The Cool Alter-Ego of the Hot Solar Corona

Lead Research Organisation: University of St Andrews
Department Name: Mathematics and Statistics

Abstract

The Sun's corona or outer atmosphere has a staggeringly high temperature of several million degrees, over 200 times hotter than its surface. Explaining this feature, which is also present in most stars in the universe, represents one of the most outstanding unsolved puzzles in physics and astronomy.
However, coronal heating has a cool alter-ego. The corona is highly inhomogeneous and upholds a large amount of cold material, a cooling counterpart that is integral to coronal heating and through which unique insight can be gained. On Earth, the hotter and denser the air, the more it rains. Similar heating (evaporation) and cooling (condensation) cycles permeate the solar corona. Coronal cooling is mainly driven by the fundamental process of thermal instability, a mechanism that has recently been recognised as playing a major role in the solar corona but whose characteristics are still poorly understood. This cooling process leads to partially ionised, dense, multi-thermal and clumpy plasma that can drain back down to the solar surface as 'coronal rain', or remain magnetically suspended in the corona to form massive cool structures called prominences, whose destabilisation and eruption constitute the most hazardous phenomena for human exploration of space.
In this project I shall use my expertise in modelling waves and instabilities and my extensive experience in coordinated multi-wavelength observations with cutting edge instruments to investigate the coronal heating mechanisms and the formation of prominences and their eruption. I will strategically address coronal heating by investigating the atmospheric response to the heating in the form of cooling.

The characteristics of the thermal instability by-products, prominences and coronal rain, will be investigated by combining high resolution instruments for space (Hinode, IRIS, SDO) and ground (SST, ALMA) that allow for the first time the full temperature coverage of coronal cooling by thermal instability due to improved spatial, temporal and spectral resolution. The amount in the corona over time, the morphology and dynamics, will allow to develop quantitative models both of coronal heating and of coronal rain / prominence formation and eruption, and elucidate the solar atmospheric mass and energy cycle.

Numerical simulations (with Lare3D, AMR-VAC and Bifrost) and forward modelling (with FoMo and RH) will determine the observational signatures of the major heating candidate mechanisms, such as Alfvénic waves and magnetic reconnection in current sheets, which will then be compared with the observational results. The formation of thermal instability by-products will be investigated analytically and numerically and the cool chromospheric nature of this material will be exploited to achieve the highest resolution probe for the coronal magnetic field topology. This will provide a measure for elemental coronal structure and determine the spatial and temporal scales of the heating. The tracing of cold material and determination of heating mechanism signatures will allow to detect and quantify these mechanisms in action.

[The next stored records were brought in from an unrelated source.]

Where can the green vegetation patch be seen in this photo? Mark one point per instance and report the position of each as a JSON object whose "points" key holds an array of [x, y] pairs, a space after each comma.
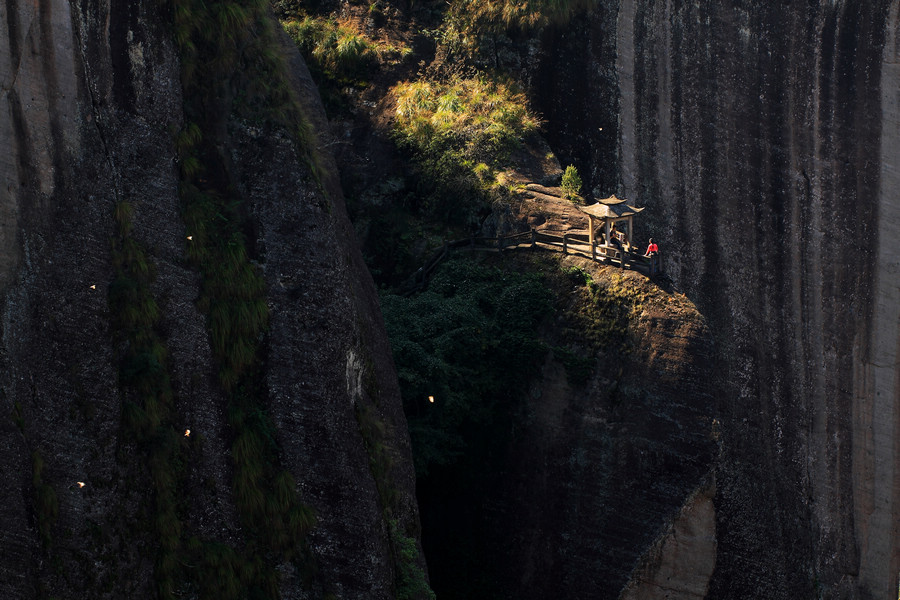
{"points": [[460, 133], [147, 401], [232, 68], [468, 342]]}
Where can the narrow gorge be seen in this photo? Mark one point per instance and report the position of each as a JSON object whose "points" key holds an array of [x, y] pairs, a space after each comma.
{"points": [[199, 264]]}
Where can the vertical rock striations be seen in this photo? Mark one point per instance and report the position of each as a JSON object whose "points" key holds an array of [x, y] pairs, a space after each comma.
{"points": [[762, 138], [92, 101]]}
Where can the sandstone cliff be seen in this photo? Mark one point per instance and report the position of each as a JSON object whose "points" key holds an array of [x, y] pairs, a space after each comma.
{"points": [[92, 95], [762, 138]]}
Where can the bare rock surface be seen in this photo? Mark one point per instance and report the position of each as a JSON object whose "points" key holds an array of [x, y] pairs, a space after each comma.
{"points": [[92, 99]]}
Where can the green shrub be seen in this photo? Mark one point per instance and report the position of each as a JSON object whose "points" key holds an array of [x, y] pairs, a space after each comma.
{"points": [[465, 341], [571, 183], [459, 133], [335, 50]]}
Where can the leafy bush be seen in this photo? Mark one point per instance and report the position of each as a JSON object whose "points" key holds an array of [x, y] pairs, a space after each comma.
{"points": [[571, 183], [466, 341], [460, 132], [336, 50]]}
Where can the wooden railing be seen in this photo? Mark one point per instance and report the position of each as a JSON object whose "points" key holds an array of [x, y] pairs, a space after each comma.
{"points": [[568, 243]]}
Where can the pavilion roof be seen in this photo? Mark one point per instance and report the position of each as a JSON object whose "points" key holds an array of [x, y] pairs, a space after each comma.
{"points": [[611, 208]]}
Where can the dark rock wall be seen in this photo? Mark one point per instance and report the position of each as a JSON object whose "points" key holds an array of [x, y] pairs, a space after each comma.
{"points": [[91, 100], [762, 138]]}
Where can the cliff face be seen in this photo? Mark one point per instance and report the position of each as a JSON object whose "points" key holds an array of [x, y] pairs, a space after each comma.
{"points": [[762, 138], [92, 100]]}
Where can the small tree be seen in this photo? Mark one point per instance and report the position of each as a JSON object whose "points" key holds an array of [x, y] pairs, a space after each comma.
{"points": [[571, 183]]}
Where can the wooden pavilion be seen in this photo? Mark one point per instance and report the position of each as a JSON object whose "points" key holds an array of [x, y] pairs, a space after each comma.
{"points": [[609, 212]]}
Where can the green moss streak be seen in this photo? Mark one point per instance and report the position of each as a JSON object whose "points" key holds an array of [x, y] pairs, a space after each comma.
{"points": [[147, 391], [232, 70]]}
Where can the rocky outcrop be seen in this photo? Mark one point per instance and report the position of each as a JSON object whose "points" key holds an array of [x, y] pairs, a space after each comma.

The loss of stability of prominences will be addressed by investigating novel ideas such as the MHD avalanche model, through which a kink instability of the small elemental structure can play a crucial role in the overall stability. The conversion of initial mutual magnetic helicity to self-helicity during the reconnection process will be investigated as a solution to the observed puzzling increase of twist during the eruption of prominences.

The St Andrews host institution is a world leader in the core subjects of this project: instabilities, waves and reconnection. Active collaboration and excellent project development opportunities are thus expected. My expertise gained through this project will be essential to fully exploit the capabilities for approved future solar projects such as Solar Orbiter, DKIST and Parker Probe.